We’d catch them just about every year down in Helena. Lockwood and his band played at the same time every year — late in the afternoon — although musicians say the guitar sounds better outdoors after sundown. But Lockwood sounded good anytime.
He looked frail last month, but he sang the most moving song we’d heard at the festival since we started attending: Robert Johnson’s “Love in Vain.” (The second-best performance: Otis Rush a couple of years ago before his stroke.)
Lockwood sang “Love in Vain” as if he knew this would be his last appearance in Helena. It’s a mournful song, popularized by Eric Clapton, but Lockwood learned it from the master, and he must have thought of him and his mother, too, when he sang it for the last time in Helena:
And I followed her to the station with a suitcase in my hand.
Well, it’s hard to tell, it’s hard to tell when all your love’s in vain.
All my love’s in vain.
When the train rolled into the station and I looked her in the eyes.
Well, I was lonesome. I felt so lonesome and I could not help but cry.
All my love’s in vain.
When the train left the station with two lights on behind.
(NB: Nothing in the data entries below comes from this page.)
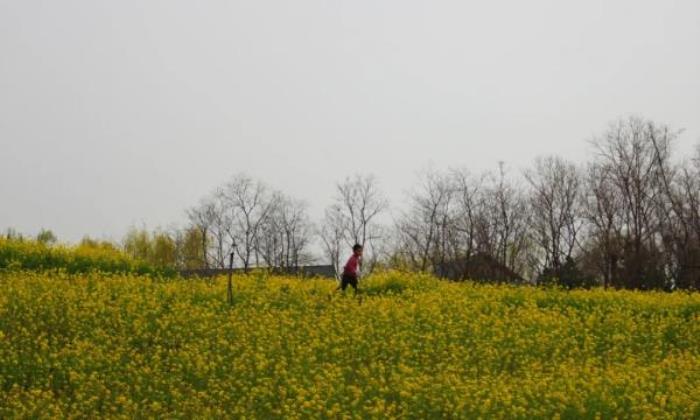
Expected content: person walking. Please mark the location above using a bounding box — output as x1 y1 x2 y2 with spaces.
336 244 362 294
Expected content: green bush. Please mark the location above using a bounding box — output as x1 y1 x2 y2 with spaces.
0 238 175 277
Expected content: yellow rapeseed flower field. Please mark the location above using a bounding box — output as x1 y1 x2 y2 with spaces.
0 272 700 418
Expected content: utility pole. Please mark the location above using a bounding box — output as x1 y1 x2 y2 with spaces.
227 252 233 306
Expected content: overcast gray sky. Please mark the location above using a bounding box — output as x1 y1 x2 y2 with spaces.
0 0 700 241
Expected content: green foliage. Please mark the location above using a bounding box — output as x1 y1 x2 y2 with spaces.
0 238 175 277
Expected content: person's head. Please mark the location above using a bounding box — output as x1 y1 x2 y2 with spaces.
352 244 362 257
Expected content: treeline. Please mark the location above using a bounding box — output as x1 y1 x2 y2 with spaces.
0 235 176 277
182 117 700 289
6 117 700 289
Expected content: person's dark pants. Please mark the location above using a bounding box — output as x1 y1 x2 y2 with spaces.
340 274 357 293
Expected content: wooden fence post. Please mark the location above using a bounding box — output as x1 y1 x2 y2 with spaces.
227 252 233 306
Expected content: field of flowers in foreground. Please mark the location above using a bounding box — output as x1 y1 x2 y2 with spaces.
0 273 700 418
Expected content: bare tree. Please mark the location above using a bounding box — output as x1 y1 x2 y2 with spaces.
318 206 345 278
187 198 217 268
593 117 671 288
257 192 311 267
525 156 582 278
396 170 455 271
217 174 273 272
327 175 389 271
484 163 530 275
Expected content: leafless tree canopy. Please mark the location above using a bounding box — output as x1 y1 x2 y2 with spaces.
182 117 700 289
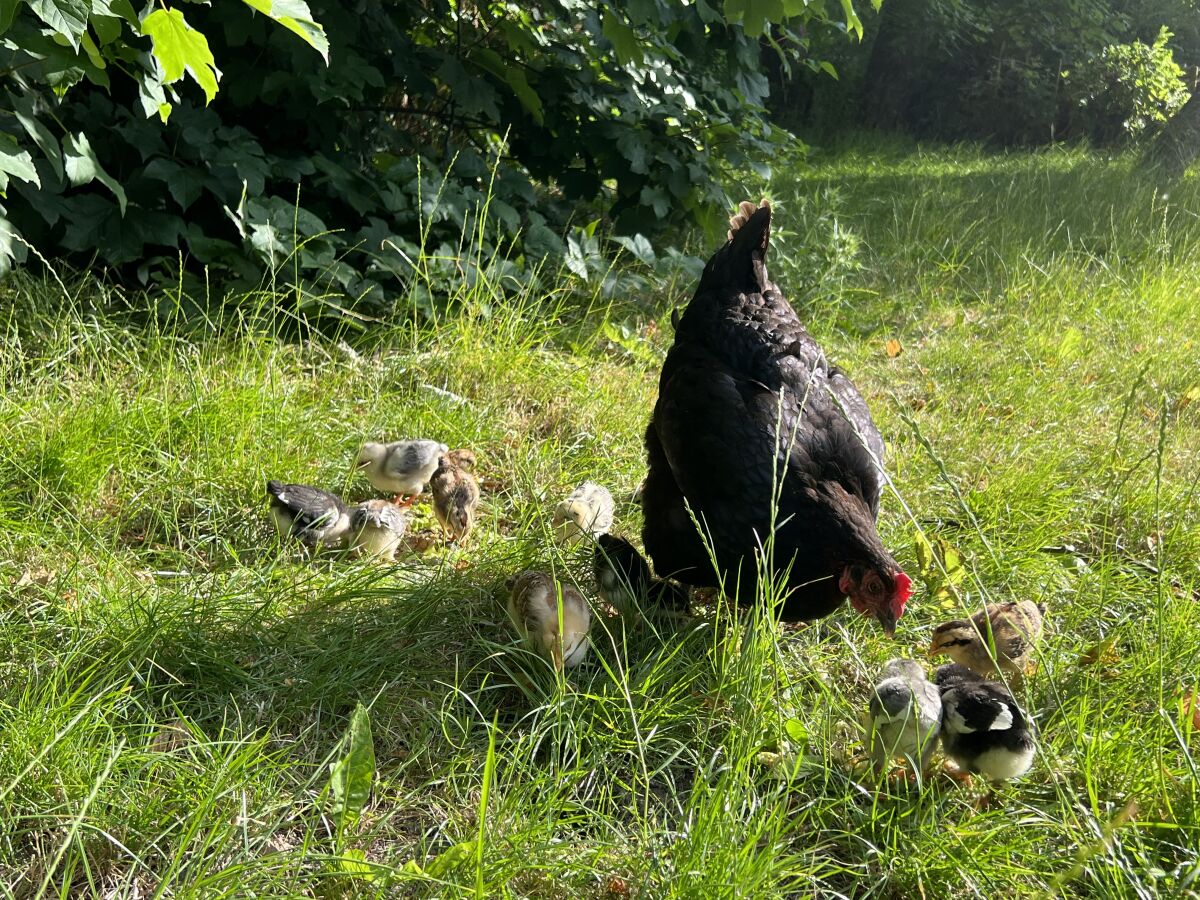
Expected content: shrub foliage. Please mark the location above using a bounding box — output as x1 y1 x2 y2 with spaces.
0 0 862 321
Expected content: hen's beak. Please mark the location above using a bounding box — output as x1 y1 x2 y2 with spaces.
875 610 896 637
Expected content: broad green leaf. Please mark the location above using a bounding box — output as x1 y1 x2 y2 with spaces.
329 703 374 847
62 132 128 216
725 0 784 37
242 0 329 66
613 234 655 265
91 0 139 28
0 216 28 277
784 719 809 744
602 10 642 65
504 65 546 125
79 31 108 68
29 0 91 49
470 47 545 125
841 0 863 41
8 94 62 180
0 132 42 191
0 0 20 34
142 10 221 103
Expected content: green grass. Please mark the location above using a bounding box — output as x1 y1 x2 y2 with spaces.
0 145 1200 898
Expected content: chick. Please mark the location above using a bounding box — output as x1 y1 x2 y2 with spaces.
266 480 350 548
446 448 475 472
866 659 942 775
354 440 449 506
935 664 1034 781
592 534 689 612
504 571 592 672
430 454 479 542
551 481 613 544
350 500 408 562
929 600 1045 677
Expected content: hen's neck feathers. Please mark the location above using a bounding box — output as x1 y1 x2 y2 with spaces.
696 206 773 300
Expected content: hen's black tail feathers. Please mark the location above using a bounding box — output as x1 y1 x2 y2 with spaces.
696 200 770 294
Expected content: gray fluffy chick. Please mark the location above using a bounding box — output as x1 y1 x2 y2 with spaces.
350 500 408 563
355 440 449 506
266 480 350 548
866 659 942 775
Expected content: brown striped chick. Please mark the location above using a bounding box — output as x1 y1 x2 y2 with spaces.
929 600 1045 677
504 570 592 672
430 451 479 544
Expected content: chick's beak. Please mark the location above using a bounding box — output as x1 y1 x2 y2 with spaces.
875 610 896 637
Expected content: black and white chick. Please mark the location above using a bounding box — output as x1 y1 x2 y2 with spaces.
354 440 449 506
350 500 408 563
935 662 1036 781
866 659 942 775
266 479 350 550
592 534 689 613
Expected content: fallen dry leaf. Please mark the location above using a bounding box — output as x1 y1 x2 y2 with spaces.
1180 688 1200 734
1079 637 1121 667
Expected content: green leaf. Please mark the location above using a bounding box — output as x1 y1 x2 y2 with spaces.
62 132 128 216
425 841 476 878
29 0 91 49
329 703 374 847
0 0 20 34
725 0 784 37
8 94 62 181
470 47 545 125
504 65 546 125
0 132 42 191
613 234 655 265
337 850 376 881
602 10 642 65
0 216 28 277
784 719 809 744
242 0 329 66
841 0 863 41
142 10 221 104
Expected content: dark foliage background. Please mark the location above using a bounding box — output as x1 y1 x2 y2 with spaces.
772 0 1200 146
0 0 862 317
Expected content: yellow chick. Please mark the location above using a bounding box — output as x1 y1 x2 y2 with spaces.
551 481 613 545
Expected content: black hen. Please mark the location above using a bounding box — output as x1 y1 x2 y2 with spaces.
642 203 911 635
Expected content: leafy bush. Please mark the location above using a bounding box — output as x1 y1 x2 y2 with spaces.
1067 25 1190 144
0 0 862 317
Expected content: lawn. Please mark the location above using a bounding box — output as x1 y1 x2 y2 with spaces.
0 142 1200 898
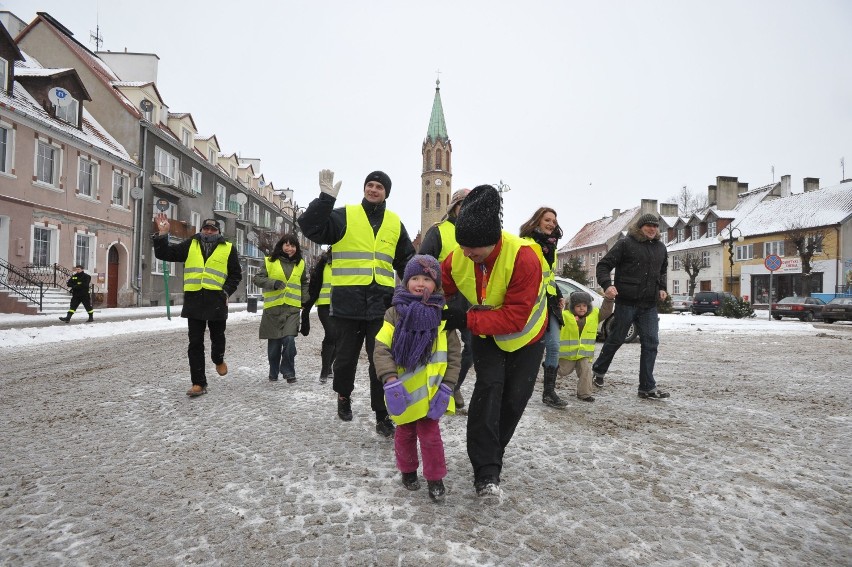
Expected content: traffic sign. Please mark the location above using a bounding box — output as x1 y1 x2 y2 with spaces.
763 254 781 272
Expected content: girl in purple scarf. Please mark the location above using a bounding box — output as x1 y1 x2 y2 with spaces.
373 255 461 502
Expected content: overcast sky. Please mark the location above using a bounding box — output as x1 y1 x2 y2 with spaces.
0 0 852 240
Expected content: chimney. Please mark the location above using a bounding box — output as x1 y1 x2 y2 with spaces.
660 203 678 217
716 175 748 211
639 199 657 215
779 175 790 199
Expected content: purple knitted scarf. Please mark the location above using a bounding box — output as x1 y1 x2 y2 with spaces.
391 285 446 371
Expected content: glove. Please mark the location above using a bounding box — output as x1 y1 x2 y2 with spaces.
299 309 311 337
384 380 411 415
320 169 343 199
426 383 453 420
441 307 467 331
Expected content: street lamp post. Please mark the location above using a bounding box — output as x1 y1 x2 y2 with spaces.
719 224 744 293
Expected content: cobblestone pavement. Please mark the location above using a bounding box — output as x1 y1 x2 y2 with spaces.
0 318 852 566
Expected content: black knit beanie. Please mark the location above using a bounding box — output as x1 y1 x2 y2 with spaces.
456 185 502 248
364 171 391 199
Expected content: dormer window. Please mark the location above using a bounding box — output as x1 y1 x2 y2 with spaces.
55 97 80 128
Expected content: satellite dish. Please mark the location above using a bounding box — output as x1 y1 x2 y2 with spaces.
47 87 74 108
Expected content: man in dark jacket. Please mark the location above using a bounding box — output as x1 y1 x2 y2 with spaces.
153 213 243 398
298 169 414 437
592 213 669 398
59 265 95 323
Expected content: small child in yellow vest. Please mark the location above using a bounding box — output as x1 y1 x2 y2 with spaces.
559 291 613 402
373 254 461 502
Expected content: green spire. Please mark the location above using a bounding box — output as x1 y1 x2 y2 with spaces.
426 79 449 142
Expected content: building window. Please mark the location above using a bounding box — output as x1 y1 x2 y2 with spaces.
74 233 96 270
77 157 98 198
36 140 60 187
112 171 130 207
154 147 177 183
763 240 784 258
56 98 80 127
213 183 227 211
30 226 57 267
735 244 754 262
0 125 14 173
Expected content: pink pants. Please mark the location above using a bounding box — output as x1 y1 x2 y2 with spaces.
393 417 447 480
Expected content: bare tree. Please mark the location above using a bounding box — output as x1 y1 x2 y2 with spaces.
787 225 825 297
675 252 704 297
668 185 707 216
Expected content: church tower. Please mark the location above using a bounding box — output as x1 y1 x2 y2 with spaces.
420 79 453 240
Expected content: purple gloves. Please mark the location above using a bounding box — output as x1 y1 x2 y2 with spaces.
426 383 453 420
384 380 411 415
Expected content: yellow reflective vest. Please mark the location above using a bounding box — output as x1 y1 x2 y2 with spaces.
315 262 331 305
438 220 459 262
331 205 402 288
376 321 456 424
452 230 547 352
524 236 556 297
263 256 305 309
183 238 233 291
559 307 600 360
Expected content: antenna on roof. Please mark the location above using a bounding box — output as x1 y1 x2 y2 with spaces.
89 10 104 51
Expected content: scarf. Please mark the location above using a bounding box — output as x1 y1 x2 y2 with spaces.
391 285 446 371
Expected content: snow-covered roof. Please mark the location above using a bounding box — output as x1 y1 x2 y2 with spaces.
736 181 852 236
558 207 639 252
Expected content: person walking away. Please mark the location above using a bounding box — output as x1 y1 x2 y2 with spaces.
559 291 614 402
592 213 669 399
301 247 336 384
152 213 243 398
441 185 547 498
59 264 95 323
373 255 461 502
519 207 568 409
298 169 414 437
419 189 473 408
254 234 309 384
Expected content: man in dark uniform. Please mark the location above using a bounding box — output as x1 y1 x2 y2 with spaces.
59 265 95 323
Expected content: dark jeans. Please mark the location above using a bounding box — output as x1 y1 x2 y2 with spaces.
331 317 388 421
186 319 227 388
317 305 337 375
592 305 660 392
467 336 544 482
266 337 296 378
456 329 473 390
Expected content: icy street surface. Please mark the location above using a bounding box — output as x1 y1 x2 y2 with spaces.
0 308 852 567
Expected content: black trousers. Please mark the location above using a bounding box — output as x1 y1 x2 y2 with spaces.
186 319 227 388
467 335 544 482
331 316 388 421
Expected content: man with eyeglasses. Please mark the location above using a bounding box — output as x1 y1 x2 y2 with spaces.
153 213 243 398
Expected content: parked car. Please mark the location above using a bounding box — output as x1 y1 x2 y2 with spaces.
556 276 639 343
689 291 736 315
822 297 852 323
672 295 692 313
772 296 825 321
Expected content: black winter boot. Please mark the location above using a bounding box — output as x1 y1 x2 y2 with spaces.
541 366 568 409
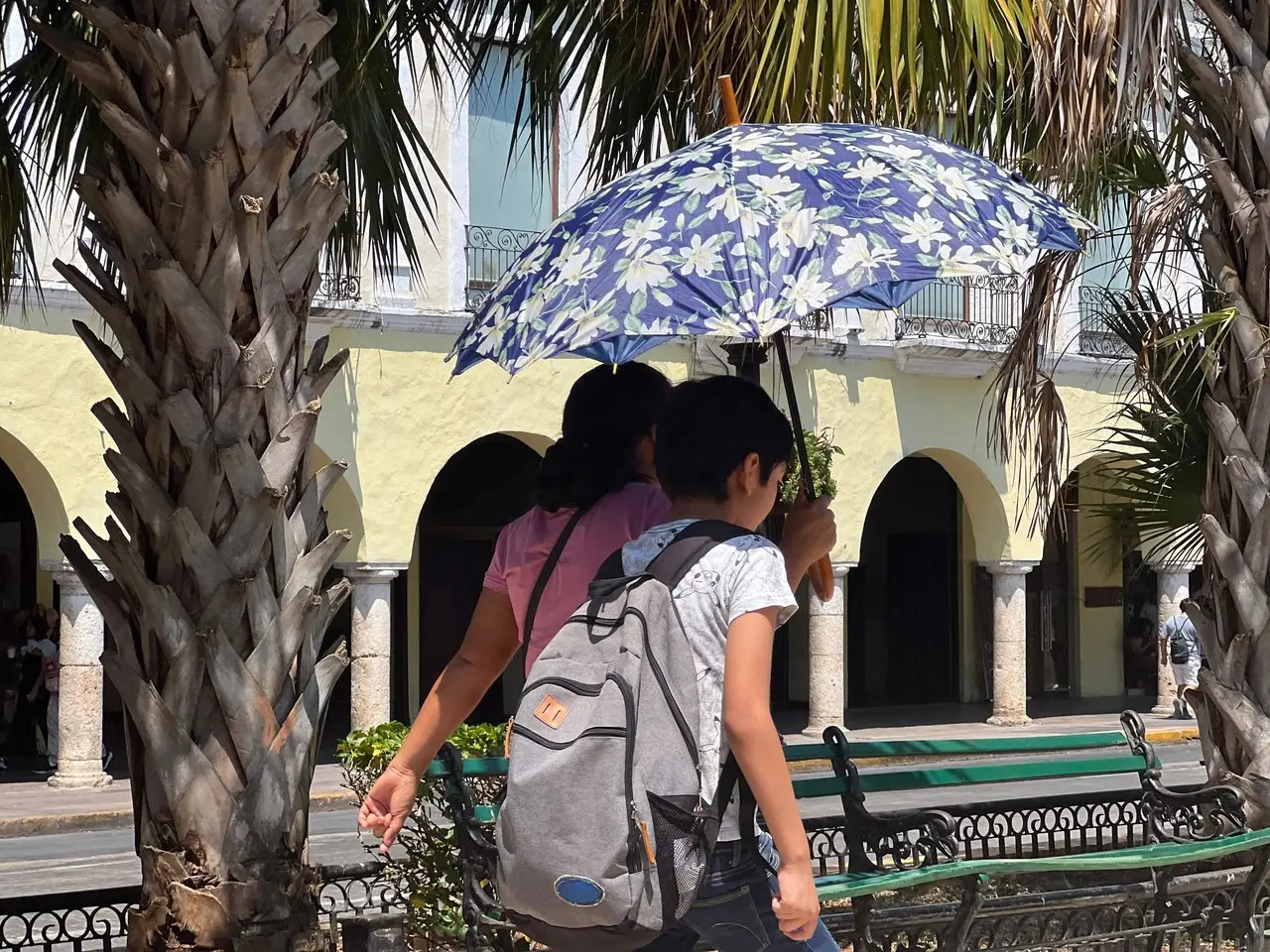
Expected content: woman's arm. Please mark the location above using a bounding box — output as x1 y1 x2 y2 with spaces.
358 588 521 852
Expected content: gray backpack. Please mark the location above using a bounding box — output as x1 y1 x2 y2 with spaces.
496 522 745 952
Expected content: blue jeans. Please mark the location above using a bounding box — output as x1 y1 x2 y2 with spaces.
643 833 838 952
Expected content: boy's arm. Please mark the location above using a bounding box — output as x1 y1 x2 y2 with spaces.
722 607 821 939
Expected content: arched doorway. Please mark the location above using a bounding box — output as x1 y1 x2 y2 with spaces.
0 459 38 622
1026 475 1079 698
847 456 962 707
418 432 543 724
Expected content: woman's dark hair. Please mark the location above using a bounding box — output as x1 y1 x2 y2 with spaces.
536 363 671 513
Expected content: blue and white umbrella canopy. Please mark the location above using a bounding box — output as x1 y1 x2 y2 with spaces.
450 124 1088 373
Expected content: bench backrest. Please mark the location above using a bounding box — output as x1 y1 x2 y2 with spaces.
427 731 1160 812
785 731 1160 797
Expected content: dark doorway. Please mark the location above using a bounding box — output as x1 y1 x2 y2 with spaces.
0 459 37 622
418 434 541 724
1026 479 1077 697
847 456 961 707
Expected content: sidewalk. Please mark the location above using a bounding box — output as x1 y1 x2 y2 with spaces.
0 701 1199 838
0 765 353 838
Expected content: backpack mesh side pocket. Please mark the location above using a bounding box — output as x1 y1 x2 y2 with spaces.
648 792 718 929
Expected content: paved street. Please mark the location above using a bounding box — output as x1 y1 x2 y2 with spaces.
0 810 369 896
0 743 1204 896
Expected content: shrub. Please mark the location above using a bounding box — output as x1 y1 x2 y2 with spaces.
336 721 507 942
780 430 842 505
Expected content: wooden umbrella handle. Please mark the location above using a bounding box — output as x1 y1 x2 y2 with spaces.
807 554 833 602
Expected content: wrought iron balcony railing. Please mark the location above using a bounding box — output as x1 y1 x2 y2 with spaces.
1076 285 1133 361
895 274 1024 344
314 272 362 303
464 225 539 311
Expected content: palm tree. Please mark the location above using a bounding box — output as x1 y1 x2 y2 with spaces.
0 0 454 949
993 0 1270 824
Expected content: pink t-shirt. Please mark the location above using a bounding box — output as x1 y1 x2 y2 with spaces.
485 482 671 671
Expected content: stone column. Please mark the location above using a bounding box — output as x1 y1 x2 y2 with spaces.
343 562 407 731
803 562 857 740
49 565 112 789
984 561 1039 727
1151 562 1195 715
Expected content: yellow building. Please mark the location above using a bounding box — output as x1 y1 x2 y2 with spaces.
0 58 1194 780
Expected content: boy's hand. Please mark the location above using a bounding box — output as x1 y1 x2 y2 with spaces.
772 862 821 942
781 496 838 579
357 762 419 853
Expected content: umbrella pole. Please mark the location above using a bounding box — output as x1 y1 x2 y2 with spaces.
772 331 816 500
718 76 833 602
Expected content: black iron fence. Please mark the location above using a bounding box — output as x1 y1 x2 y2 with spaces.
0 861 408 952
895 274 1024 345
464 225 539 311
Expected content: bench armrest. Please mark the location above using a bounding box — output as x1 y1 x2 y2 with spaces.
847 801 961 872
825 727 961 872
1120 711 1248 843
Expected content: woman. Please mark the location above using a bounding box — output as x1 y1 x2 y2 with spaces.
358 363 834 852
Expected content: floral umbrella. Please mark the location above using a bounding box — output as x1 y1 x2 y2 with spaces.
450 124 1085 375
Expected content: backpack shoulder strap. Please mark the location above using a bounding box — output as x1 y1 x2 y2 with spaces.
521 505 590 641
647 520 754 591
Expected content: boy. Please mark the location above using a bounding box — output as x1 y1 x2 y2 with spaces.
622 377 838 952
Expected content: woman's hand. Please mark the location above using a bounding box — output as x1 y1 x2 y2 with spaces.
357 761 419 853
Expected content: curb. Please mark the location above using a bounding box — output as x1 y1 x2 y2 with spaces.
0 787 353 839
782 726 1199 776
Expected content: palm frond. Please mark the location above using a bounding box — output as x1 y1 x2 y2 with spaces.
1085 287 1230 561
0 0 104 312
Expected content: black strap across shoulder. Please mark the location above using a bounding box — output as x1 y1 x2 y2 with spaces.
522 505 590 641
645 520 753 591
595 520 753 591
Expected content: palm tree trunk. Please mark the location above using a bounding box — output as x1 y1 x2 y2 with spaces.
993 0 1270 826
1163 0 1270 826
35 0 348 951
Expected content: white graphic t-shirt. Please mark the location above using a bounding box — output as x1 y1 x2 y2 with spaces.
622 520 798 842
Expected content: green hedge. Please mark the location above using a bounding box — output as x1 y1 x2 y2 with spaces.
336 721 507 940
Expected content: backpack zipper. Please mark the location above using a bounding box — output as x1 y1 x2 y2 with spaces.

Well, the blue light was my blues and the red light was my mind.
All my love’s in vain.
You can hear “Love in Vain” on Lockwood’s “Delta Crossroads” CD from Telarc.
Although he recorded in the 1940s and 1950s, he did not do an LP as a leader until 1970, when he was in his mid-50s: “Steady Rollin’ Man” from Delmark is 40 minutes of perfection.
He made several more records in the 1970s, 80s and 90s, including “Live in Japan” with the Myers brothers on Delmark, the “Complete Trix Recordings” and “I Got to Find Me a Woman” on Verve, but for someone who performed for 70 years, his output wasn’t huge.
Part of the reason may have been Lockwood’s stubbornness: He would not play with second-rate musicians, and he was tired of being ripped off by record companies.
He influenced generations of younger musicians, including B.B. King and people you probably never heard of (such as his bassist Gene Schwartz and his brother, Glenn, whom Lockwood considered the best white guitar player in America).
Robert Lockwood lived a full life. He traveled the world, not bad for a fellow from Turkey Scratch.
His music lives on, not just on his records, because there’s still plenty of genuine blues played all over the country.
If you’re hankering for some blues tonight, head for Red’s Lounge in Clarksdale, Miss., where you can catch the great Big Jack Johnson.
Tell him to play one in Robert Lockwood’s memory. He probably will.